The report was issued after a yearlong investigation sparked by the 2014 death of a black teenager who was shot 16 times by a white officer. The federal investigation looked broadly at law enforcement practices, concluding that officers were not sufficiently trained or supported and that many who were accused of misconduct were rarely investigated or disciplined.
The findings come just a week before a change in administration that could reorder priorities at the Justice Department. Under President Barack Obama, the government has conducted 25 civil rights investigations of police departments, including those in Cleveland, Baltimore and Seattle. President-elect Donald Trump’s position on the federal review process is unclear. His nominee to be attorney general has expressed reservations about the system, especially the reliance on courts to bring about changes.
Asked about the investigation’s future, Attorney General Loretta Lynch said talks between the city and the government would go on regardless “of who is at the top of the Justice Department.”
Chicago officers endangered civilians, caused avoidable injuries and deaths and eroded community trust that is “the cornerstone of public safety,” said Vanita Gupta, head of the Justice Department’s civil rights division.
Takata agrees to guilty plea, will pay $1B for hiding defect
DETROIT (AP) — Takata Corp. has agreed to plead guilty to a single criminal charge and will pay $1 billion in fines and restitution for a years-long scheme to conceal a deadly defect in its automotive air bag inflators.
The U.S. Attorney’s Office in Detroit announced the deal Friday, hours after it unsealed a six-count grand jury indictment against three former Takata executives who are accused of carrying out the scheme by falsifying and altering test reports that showed the inflators could rupture.
Takata inflators can explode with too much force, spewing shrapnel into drivers and passengers. At least 11 people have been killed in the U.S. and 16 worldwide because of the defect. More than 180 have been injured. The problem touched off the largest automotive recall in U.S. history covering 42 million vehicles and 69 million inflators. It will take years for the recalls to be completed.

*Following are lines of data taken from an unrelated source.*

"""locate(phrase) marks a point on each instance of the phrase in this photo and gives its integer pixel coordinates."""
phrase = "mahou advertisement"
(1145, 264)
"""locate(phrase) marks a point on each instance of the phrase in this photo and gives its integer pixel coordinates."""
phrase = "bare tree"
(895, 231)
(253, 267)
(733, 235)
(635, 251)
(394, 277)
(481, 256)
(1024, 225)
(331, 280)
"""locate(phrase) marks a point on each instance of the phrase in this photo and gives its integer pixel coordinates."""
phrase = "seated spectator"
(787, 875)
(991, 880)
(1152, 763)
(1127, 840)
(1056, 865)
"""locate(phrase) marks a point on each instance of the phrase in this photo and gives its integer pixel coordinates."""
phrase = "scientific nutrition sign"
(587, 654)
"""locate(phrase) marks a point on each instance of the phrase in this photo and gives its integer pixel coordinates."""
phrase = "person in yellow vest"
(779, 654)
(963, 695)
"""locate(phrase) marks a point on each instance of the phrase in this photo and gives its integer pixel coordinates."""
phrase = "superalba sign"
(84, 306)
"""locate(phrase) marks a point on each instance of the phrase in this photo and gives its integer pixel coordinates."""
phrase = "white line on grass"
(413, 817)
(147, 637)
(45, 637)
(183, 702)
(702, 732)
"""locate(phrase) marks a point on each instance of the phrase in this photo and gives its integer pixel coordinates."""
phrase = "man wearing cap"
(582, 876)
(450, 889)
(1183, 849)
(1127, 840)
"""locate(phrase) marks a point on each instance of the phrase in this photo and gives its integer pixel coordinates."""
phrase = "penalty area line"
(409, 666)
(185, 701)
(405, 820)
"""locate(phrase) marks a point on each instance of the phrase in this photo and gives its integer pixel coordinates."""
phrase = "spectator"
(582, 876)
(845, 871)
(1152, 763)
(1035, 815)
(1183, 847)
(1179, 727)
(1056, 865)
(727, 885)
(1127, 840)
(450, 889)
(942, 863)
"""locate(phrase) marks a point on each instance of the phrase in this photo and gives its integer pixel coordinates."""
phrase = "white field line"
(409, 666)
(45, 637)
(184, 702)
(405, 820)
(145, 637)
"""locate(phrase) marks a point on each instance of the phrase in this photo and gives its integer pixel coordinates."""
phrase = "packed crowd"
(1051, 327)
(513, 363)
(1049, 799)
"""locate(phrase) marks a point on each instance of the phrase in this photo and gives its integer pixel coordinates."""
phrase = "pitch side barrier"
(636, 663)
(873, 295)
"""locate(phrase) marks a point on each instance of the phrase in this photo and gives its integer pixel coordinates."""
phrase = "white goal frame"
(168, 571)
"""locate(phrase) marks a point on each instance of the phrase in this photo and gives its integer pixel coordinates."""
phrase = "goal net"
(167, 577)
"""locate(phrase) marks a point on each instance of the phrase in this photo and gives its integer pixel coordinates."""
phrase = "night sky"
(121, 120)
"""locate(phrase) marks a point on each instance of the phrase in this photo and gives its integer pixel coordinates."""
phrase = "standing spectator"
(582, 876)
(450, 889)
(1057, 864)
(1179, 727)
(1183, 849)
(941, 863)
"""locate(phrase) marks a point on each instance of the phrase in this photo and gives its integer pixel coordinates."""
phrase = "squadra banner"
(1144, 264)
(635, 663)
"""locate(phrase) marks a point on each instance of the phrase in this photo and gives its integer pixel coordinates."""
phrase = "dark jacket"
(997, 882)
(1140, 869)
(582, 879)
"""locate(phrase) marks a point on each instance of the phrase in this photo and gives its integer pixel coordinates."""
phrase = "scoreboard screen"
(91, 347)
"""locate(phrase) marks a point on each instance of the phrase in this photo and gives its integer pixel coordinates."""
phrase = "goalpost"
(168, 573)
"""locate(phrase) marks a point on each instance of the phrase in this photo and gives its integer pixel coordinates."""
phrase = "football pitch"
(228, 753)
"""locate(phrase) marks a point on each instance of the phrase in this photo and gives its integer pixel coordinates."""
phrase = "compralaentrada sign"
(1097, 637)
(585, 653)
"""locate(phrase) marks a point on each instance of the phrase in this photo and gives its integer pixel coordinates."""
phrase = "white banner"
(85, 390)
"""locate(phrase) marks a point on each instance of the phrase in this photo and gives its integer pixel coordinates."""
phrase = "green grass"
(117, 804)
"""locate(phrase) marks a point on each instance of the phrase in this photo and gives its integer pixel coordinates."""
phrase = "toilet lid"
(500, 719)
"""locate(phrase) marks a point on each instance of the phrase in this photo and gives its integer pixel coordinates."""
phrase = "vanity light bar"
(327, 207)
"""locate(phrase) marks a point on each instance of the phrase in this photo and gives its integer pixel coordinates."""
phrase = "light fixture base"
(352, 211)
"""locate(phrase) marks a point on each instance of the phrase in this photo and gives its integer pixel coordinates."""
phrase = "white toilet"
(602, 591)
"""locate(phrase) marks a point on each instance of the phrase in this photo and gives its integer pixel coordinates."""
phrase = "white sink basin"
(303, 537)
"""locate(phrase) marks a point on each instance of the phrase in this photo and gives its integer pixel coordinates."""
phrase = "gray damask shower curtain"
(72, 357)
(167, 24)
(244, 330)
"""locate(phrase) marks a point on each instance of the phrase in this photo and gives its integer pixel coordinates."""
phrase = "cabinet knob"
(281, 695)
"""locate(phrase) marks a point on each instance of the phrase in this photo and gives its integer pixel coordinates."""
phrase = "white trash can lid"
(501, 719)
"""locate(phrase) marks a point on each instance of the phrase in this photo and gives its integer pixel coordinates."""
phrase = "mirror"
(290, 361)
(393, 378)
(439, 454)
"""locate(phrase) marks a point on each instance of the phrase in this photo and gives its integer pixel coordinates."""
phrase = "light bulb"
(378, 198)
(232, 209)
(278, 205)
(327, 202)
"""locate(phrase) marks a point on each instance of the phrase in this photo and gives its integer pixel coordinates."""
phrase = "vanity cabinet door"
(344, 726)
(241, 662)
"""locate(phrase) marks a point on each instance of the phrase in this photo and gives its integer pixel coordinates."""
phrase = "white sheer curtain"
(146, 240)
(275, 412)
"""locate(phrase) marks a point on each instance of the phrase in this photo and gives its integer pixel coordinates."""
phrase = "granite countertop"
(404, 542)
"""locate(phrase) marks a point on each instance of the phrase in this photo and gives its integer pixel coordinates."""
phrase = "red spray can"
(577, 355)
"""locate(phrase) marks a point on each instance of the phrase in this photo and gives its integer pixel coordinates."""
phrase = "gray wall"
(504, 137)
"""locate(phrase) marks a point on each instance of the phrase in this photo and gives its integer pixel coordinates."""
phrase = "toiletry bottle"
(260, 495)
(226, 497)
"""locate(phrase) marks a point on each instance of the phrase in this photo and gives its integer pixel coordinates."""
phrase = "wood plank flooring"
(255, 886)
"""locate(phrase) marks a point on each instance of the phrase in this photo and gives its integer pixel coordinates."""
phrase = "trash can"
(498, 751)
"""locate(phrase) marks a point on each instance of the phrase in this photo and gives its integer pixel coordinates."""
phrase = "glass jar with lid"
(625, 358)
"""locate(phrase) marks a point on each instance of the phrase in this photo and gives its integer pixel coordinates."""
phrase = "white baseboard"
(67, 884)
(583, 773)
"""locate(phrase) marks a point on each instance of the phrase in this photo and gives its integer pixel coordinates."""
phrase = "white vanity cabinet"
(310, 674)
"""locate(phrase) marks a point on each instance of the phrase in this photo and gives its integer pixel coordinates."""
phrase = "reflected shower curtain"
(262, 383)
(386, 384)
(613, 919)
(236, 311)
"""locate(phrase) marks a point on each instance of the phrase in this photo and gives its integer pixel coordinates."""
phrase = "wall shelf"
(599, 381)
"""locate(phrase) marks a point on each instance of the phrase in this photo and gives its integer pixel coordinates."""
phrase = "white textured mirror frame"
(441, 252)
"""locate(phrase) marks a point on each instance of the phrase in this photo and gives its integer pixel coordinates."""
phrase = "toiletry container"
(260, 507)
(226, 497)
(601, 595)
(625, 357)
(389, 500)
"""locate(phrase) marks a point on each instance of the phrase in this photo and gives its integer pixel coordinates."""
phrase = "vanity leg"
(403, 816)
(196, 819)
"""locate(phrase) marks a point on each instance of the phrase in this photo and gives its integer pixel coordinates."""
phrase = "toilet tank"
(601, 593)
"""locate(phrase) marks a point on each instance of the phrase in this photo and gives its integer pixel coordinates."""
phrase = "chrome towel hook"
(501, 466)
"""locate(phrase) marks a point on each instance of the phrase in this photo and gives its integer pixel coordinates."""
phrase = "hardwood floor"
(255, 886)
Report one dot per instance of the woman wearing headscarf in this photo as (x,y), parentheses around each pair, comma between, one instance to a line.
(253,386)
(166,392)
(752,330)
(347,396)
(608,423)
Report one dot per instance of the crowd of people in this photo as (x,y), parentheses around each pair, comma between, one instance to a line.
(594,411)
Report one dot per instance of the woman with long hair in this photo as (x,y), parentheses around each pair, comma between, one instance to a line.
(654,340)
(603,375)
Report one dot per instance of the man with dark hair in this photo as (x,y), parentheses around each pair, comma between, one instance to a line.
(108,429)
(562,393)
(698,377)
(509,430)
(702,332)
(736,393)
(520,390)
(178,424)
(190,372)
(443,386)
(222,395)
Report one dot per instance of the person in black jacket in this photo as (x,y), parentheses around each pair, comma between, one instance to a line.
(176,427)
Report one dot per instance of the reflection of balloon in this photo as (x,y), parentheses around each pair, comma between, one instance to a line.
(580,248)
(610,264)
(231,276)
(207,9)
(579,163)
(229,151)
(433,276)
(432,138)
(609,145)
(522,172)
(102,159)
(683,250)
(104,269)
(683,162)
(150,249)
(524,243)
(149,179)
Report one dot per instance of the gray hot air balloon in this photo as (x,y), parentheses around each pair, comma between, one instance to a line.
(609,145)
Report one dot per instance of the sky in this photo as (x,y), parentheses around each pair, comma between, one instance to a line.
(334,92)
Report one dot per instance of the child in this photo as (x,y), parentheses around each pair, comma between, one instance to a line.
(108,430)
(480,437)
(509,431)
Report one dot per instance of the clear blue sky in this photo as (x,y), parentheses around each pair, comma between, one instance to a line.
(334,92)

“The risk that they allowed to happen is really reprehensible,” said Barbara McQuade, the U.S. Attorney in Detroit, whose office worked on the two-year investigation.
Under the deal, Takata will pay a $25 million criminal fine, $125 million to individuals injured by the air bags and $850 million to automakers that purchased the inflators.
Police: Woman kidnapped as newborn 18 years ago is alive
WALTERBORO, S.C. (AP) — Stolen from a hospital just hours after she was born, an 18-year-old woman finally learned her true identity and was reunited Friday with her birth family, by video chat. The woman she thought was her mother was charged with her kidnapping.
Thanks to DNA analysis, the 18-year-old now knows her birth name: Kamiyah Mobley. She’s in good health, but understandably overwhelmed, Jacksonville Sheriff Mike Williams said at a news conference.
Police arrested Gloria Williams, 51, in Walterboro, South Carolina, where Mobley was raised in a small house with white vinyl siding and black trim, about 200 miles from the hospital where she was born. She will be extradited to Florida on charges of kidnapping and interference with custody, authorities said.
In Jacksonville, the young woman’s birth family cried “tears of joy” after a detective told them their baby had been found. Within hours Friday, they were able to reconnect by video chat.
“She looks just like her daddy,” her paternal grandmother, Velma Aiken of Jacksonville, told The Associated Press after they were able to see each other for the first time, on FaceTime. “She act like she been talking to us all the time. She told us she’d be here soon to see us.”